The business of software
# The Inaccurate Conception

^{1}**estimate** \'es-t-mt\ *vt* [**L** *aestimatus*, pp. of *aestimare* to value, estimate] **1** archaic **a:** ESTEEM **b:** APPRAISE **2 a:** to judge tentatively or approximately the value, worth, or significance of **b:** to determine roughly the size, extent, or nature of **c:** to produce a statement of the approximate cost of

*Merriam-Webster's Dictionary*

The pursuit of an "accurate estimate" for a system development project is an article of faith among project planners and managers. Methods, tools, approaches, and formulae to devise the accurate estimate are the subject of articles, conference presentations, and books. The fact that the juxtaposition of the words "accurate" and "estimate" produces an oxymoron does not seem to deter people from the quest for what is clearly a contradiction in terms.

Are we looking for the wrong estimation criterion?

When a weather forecast indicates a 40% chance of rain and it rains on you, was the forecast accurate? If it doesn't rain on you, was the forecast inaccurate? Thought of in these terms, the concept of accuracy takes on a different meaning. It seems that the fact it does or does not rain on you is not a particularly good measure of the accuracy of the rain estimate.

In his excellent book, *Software Estimation: Demystifying the Black Art* [3], Steve McConnell disinterred the "Cone of Uncertainty" originally shown years ago by Barry Boehm [2].

The Cone of Uncertainty describes the typical range of attainable accuracy of a software project estimate at different times in the project life cycle. Figure 1 shows that in the early stages of the project, the range might be from four times the final actual result to one quarter of the actual. Not very accurate, is it? Both authors assert this is about the best you can expect to do at that point in time, though the actual range is highly situational. That is, we could do worse than 4X0.25X, but we can't realistically expect to do much better. But why is this true?
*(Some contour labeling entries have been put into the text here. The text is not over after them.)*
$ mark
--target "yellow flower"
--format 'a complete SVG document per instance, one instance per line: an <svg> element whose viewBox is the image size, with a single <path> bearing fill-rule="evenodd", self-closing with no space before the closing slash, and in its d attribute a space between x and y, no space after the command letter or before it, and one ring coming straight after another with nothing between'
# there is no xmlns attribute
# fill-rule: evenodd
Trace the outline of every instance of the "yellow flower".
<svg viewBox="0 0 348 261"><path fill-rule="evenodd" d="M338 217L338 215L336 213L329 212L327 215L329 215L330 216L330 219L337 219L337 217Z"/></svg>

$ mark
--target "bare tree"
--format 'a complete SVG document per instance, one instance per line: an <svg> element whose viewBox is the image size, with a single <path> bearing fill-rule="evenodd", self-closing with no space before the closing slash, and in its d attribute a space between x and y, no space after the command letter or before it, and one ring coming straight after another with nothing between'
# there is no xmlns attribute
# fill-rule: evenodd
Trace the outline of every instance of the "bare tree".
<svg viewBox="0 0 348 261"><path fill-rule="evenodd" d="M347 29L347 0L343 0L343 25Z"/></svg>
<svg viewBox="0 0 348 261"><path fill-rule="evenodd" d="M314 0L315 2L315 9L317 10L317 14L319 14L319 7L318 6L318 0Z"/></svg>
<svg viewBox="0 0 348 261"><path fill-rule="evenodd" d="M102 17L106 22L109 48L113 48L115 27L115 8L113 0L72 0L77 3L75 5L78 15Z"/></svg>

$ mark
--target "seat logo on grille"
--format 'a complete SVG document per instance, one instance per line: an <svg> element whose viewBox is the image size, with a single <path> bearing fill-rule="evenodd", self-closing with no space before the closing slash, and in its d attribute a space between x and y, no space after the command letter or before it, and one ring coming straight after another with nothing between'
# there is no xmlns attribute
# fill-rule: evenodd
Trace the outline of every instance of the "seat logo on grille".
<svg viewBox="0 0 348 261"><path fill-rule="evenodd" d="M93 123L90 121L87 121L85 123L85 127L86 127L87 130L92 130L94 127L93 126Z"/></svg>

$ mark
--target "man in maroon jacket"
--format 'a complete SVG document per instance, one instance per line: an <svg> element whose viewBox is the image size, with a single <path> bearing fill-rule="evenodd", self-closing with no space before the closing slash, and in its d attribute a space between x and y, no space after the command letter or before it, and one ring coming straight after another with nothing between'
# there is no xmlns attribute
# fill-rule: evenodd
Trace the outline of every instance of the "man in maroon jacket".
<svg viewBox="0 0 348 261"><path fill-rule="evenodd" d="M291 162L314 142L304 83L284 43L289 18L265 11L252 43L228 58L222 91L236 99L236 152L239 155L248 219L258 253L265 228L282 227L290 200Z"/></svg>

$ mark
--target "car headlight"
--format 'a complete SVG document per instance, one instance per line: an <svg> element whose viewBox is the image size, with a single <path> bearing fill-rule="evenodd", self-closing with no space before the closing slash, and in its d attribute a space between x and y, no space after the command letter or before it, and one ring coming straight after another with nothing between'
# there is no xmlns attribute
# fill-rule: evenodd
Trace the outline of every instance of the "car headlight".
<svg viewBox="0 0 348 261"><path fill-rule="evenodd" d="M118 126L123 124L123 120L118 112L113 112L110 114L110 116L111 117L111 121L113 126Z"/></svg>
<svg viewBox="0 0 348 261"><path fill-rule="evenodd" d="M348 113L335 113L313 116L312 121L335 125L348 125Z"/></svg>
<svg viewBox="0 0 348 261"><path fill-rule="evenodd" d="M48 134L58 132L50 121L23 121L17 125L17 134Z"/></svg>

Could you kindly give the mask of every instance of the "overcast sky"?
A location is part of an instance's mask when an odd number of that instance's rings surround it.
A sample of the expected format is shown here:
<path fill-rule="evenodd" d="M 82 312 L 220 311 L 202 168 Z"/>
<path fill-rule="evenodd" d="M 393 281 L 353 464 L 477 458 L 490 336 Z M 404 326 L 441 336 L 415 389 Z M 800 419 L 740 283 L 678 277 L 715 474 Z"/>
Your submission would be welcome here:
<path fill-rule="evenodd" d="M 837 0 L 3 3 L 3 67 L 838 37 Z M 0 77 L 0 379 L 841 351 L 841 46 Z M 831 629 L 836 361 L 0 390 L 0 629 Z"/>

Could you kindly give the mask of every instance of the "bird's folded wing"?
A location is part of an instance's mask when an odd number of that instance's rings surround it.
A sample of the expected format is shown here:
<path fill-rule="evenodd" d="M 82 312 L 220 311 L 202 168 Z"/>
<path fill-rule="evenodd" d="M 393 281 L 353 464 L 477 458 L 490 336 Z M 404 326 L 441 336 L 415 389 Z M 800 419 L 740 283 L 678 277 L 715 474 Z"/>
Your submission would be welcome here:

Certainty comes from knowledge of something. To use a mathematical analogy, we have knowledge and therefore certainty when we are aware of the presence of a variable; we also know its value. On the other hand, uncertainty comes from things we don't know. There are two types of things we don't know: we are aware of the presence of a variable but don't know its value or are unaware of the presence of a variable (and of course don't know its value, too). The presence of knowledge is Zero Order Ignorance (0OI), and the two types of uncertainty are First and Second Order Ignorance (1OI and 2OI) [1]. Except under very special circumstances, when we begin a project there are many things we don't know. Some of these things we are aware of (1OI) and some we are not (2OI). It is this lack of knowledge, particularly the 2OI variety, that generates the uncertainty. Since software development is primarily a knowledge- acquisition activity, we spend most of our time discovering this knowledge. Simply put: over time our knowledge grows and our ignorance diminishes.

The ranges mapped out by the Cone of Uncertainty describe a probability function with respect to time (or budget, staffing, or other project attributessee Figure 2). In early phases of the life cycle, the width of the Cone of Uncertainty at that point in time generates a rather flat probability distribution (see Figure 3). This means there is a wide range of answers that might generate a solution. If the function is extremely flat, the model will infer the project should take somewhere between a few weeks and a few decades. Since every project takes somewhere between a few weeks and a few decades this estimate might be accurate but is not useful in making a business decision.

I recently spoke to a senior executive at a software consultancy. He was emphatic that when his project managers create an estimate, he will hold them to within 10% of the value they come up with. The Cone of Uncertainty would seem to fundamentally contradict the feasibility of that approach. The reason why an estimate cannot usually beat the Cone is that information about the project is imprecise at that point in time; the data is unavailable, unpredictable, inexact, or just plain wrong. No mathematical equation can have an output more precise than its input. In fact, this executive's hard-nosed approach to estimation will likely generate defensive behavior on the part of his project managers and estimators. Specifically, it may encourage them to try to overstate the problem, to "pad" the estimate in the hope of getting more resources. More resources of time, budget, and staff always means the project has a higher probability of achieving its goals within those resources. Management, however, is often allergic to estimate padding and seeks to remove it. Removing the additional resources naturally has the effect of making the project riskier.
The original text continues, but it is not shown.